More worrying is that a basin of garri in 2015 was N3,000, but now N11,000; cup of beans in 2015 was N30 now N120; an average tuber of yam in 2015 was N200 now N1,000; sizeable frozen fish in 2015 was N100, now N800.
The above is but a fragment of how the prices of foodstuffs in this present administration have drastically increased across board. Despite this sporadic increment, without increment in incomes, the Buhari-led administration has turned deaf ears to the plights of Nigerians.
It’s even more disturbing that Buhari has made it a norm to clamp down on those who cry for mercy, air their grievances, and Femi Adesina would rather call such people wailers. The President has not only withdrawn Nigerians’ freedom of expression but is also making deliberate and conscious moves to gag the media – so as not to be able to report his anomalies.
I am under necessity to ask, has Buhari greased the palms of leaders of the unions that ought to fight for the common man – Nigeria Labour Congress, Trade Union Congress – for them to have become lame ducks?
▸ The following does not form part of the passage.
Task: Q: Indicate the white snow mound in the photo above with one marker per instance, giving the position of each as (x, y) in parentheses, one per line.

Otherwise, I cannot understand how a nation’s citizens can be suffocated to this level and the relevant associations are unconcerned – rather, they are romancing the federal government.
Without mincing words, the increase in crime rate across the nation is a reflection of the harsh economic conditions – people are brooding on schemes, no matter how egregious or illegal it is to make money and sadly, Nigeria is now a jungle of Charles Darwin’s ‘Survival of the Fittest”. But rather than identify the challenges and tackle them, the President is “selectively” dealing with some persons in the language they understand.
Buhari is not bigger than Nigeria; he is not above the rule of law. I cannot understand how a nation of over 200 million people can be held hostage by a few persons who were elected, or better still rigged their way to power. I strongly believe that if Nigerians can come together in one voice and strength, they can bring this failed government to book.
Perhaps the president has not been hearing the cries of Nigerians; let me re-echo, without mincing words, “Buhari, we can’t breathe”.